5. User Access (SSH ProxyJump) - Secure Multi-Tenant Architecture

Containarium implements a secure proxy-only jump server architecture:

Security Model

• ✅ Each user has a separate jump server account with /usr/sbin/nologin shell
• ✅ Jump server accounts are proxy-only (no direct shell access)
• ✅ SSH ProxyJump works transparently through the jump server
• ✅ Users cannot access jump server data or see other users
• ✅ Automatic jump server account creation when container is created
• ✅ Jump server accounts deleted when container is deleted

Architecture Flow

User's Laptop                Jump Server                Container
│                            │                         │
│   SSH to alice-jump       │                         │
├──────────────────────────>│ (alice account:       │
│   (ProxyJump)              │  /usr/sbin/nologin)   │
│                            │  ┌─> Blocks shell     │
│                            │  └─> Allows proxy     │
│                            │         │              │
│                            │         │  SSH forward │
│                            │         └─────────────>│
│                                                      │
│   Direct SSH to container (10.0.3.100)             │
│<────────────────────────────────────────────────────┘

Users configure SSH on their local machine:

Add to ~/.ssh/config:

# Jump server (proxy-only account - NO shell access)
Host containarium-jump
HostName <jump-server-ip>
User alice  # Each user has their own jump account
IdentityFile ~/.ssh/containarium_alice

# Your dev container
Host alice-dev
HostName 10.0.3.100
User alice
IdentityFile ~/.ssh/containarium_alice
ProxyJump containarium-jump
StrictHostKeyChecking accept-new

Test the setup:

# This will FAIL (proxy-only account - no shell)
ssh containarium-jump
# Output: "This account is currently not available."

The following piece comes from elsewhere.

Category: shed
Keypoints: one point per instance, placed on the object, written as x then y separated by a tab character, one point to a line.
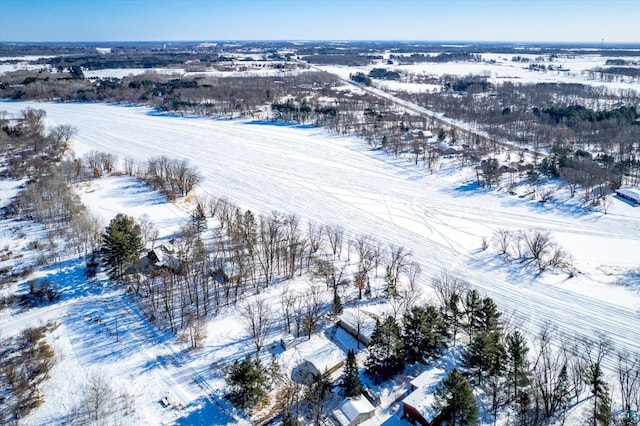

# This WORKS (ProxyJump to container)
ssh alice-dev
# Output: alice@alice-container:~$

Connect:

ssh my-dev
# Alice is now in her Ubuntu container with Docker!

# First connection will ask to verify host key:
# The authenticity of host '10.0.3.100 (<no hostip for proxy command>)' can't be established.
# ED25519 key fingerprint is SHA256:...
# Are you sure you want to continue connecting (yes/no)? yes

6. Managing SSH Keys in Containers

Add Additional SSH Keys (After Container Creation)

# Method 1: Using incus exec
sudo incus exec alice-container -- bash -c "echo 'ssh-ed25519 AAAA...' >> /home/alice/.ssh/authorized_keys"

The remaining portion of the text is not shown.